Ringier has gone beyond just adopting Palantir’s technology, hiring a dedicated in-house Palantir expert. Last winter, the publisher posted a job opening for a “Platform Engineer (Palantir Foundry),” framing the role as “central to the stability, security, and evolution” of Ringier’s enterprise Palantir Foundry and AIP infrastructure. The job posting outlined responsibilities including platform administration, implementing data governance frameworks, collaborating directly with Palantir’s technical teams, and building and maintaining automated monitoring and alert systems using Foundry’s application programming interface.
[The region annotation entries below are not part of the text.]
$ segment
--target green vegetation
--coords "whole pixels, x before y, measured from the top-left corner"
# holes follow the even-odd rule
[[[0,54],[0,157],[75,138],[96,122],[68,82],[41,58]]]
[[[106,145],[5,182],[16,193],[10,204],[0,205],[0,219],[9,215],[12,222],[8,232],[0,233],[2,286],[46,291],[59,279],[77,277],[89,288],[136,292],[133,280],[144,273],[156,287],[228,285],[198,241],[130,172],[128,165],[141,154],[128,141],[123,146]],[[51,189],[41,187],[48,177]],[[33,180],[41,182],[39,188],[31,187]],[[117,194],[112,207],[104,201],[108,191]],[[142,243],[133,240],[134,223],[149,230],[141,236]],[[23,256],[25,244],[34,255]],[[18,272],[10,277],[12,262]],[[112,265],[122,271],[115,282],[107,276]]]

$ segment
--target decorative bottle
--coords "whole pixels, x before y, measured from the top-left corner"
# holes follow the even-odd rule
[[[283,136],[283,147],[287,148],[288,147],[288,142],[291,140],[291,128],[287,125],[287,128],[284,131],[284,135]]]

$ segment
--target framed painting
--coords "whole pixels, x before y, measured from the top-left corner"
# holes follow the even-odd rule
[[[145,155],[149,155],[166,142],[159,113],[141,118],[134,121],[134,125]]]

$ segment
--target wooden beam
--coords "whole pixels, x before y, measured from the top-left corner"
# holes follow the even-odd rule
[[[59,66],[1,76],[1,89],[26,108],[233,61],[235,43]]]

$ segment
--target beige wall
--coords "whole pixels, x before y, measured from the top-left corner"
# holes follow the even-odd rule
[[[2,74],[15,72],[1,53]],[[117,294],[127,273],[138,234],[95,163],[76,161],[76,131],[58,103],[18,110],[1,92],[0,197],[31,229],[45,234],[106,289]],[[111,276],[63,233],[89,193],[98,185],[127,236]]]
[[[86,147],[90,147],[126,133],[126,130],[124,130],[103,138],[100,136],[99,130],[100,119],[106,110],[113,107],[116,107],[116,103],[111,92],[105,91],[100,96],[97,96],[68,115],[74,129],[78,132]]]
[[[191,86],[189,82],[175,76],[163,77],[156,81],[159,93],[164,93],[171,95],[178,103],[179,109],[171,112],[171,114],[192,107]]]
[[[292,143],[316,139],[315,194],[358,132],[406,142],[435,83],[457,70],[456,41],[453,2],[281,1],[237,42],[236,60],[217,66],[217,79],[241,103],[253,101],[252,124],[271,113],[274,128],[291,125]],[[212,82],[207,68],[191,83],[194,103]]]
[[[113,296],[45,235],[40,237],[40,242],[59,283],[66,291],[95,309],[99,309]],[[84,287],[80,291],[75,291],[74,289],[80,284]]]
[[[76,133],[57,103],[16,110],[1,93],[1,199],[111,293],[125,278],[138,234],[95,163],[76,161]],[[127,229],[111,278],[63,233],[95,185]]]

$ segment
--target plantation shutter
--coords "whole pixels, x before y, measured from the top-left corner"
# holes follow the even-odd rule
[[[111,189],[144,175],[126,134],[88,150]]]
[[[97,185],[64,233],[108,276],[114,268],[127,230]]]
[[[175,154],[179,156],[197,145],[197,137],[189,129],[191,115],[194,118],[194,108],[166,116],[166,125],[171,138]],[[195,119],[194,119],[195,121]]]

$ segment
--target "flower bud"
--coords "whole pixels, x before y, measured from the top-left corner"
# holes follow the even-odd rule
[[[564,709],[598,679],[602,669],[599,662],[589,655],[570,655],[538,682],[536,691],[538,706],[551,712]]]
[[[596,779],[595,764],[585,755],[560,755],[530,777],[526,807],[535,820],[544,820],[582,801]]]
When contacted by Middle East Eye for comment on the partnership, Ringier Chief Communications Officer Johanna Walser said only: “We have communicated the nature of our collaboration with Palantir via press release. Beyond that, there is nothing further to comment.”
Most recently, U.S.-based Fox News Media announced its own partnership with Palantir to develop a custom suite of AI tools for its newsroom, working alongside the outlet’s journalists, according to an Axios report quoting Fox News Digital President and Editor-in-Chief Porter Berry. The collaboration has produced three custom tools that Palantir engineers have integrated directly into the digital newsroom’s daily workflow. One tool is designed to help reporters quickly get up to speed on fast-developing breaking stories, a second fact-checks articles for errors and ensures alignment with Fox News’ internal style guide, and the third analyzes audience engagement to provide insights for optimizing story performance. Fox News Media has also declined to respond to requests for comment on the partnership.
These widespread partnerships between major global newsrooms and Palantir have sparked urgent questions about editorial independence and potential conflicts of interest. While Fox News has framed its agreement as “strictly commercial,” critics have raised concerns that these close financial and institutional ties could shape editorial decision-making, particularly when it comes to coverage of Palantir, its activities, and Israel’s military campaign in Gaza.
Not long after Axel Springer completed its acquisition of The Telegraph, the British newspaper published an opinion piece titled “In defence of Palantir,” followed by a second article headlined “How Palantir became the left’s favourite conspiracy target.” It remains unclear whether these pieces were connected to the broader relationship between the two firms, or whether The Telegraph has begun using Palantir’s technology following the takeover. Axel Springer, The Telegraph, and Palantir all declined to comment on the matter.
Additional critical questions have emerged over whether newsrooms using Palantir’s platforms are unknowingly contributing to training the AI systems the company develops for military use. Fox News has stated that its agreements “are structured to prevent its AI partners from training on or otherwise exploiting its content.” Palantir, however, has not responded to repeated questions about whether, and how, it ensures that civilian uses of its technology – including its deployments at media organizations – are not repurposed to train or inform its defense-focused AI systems.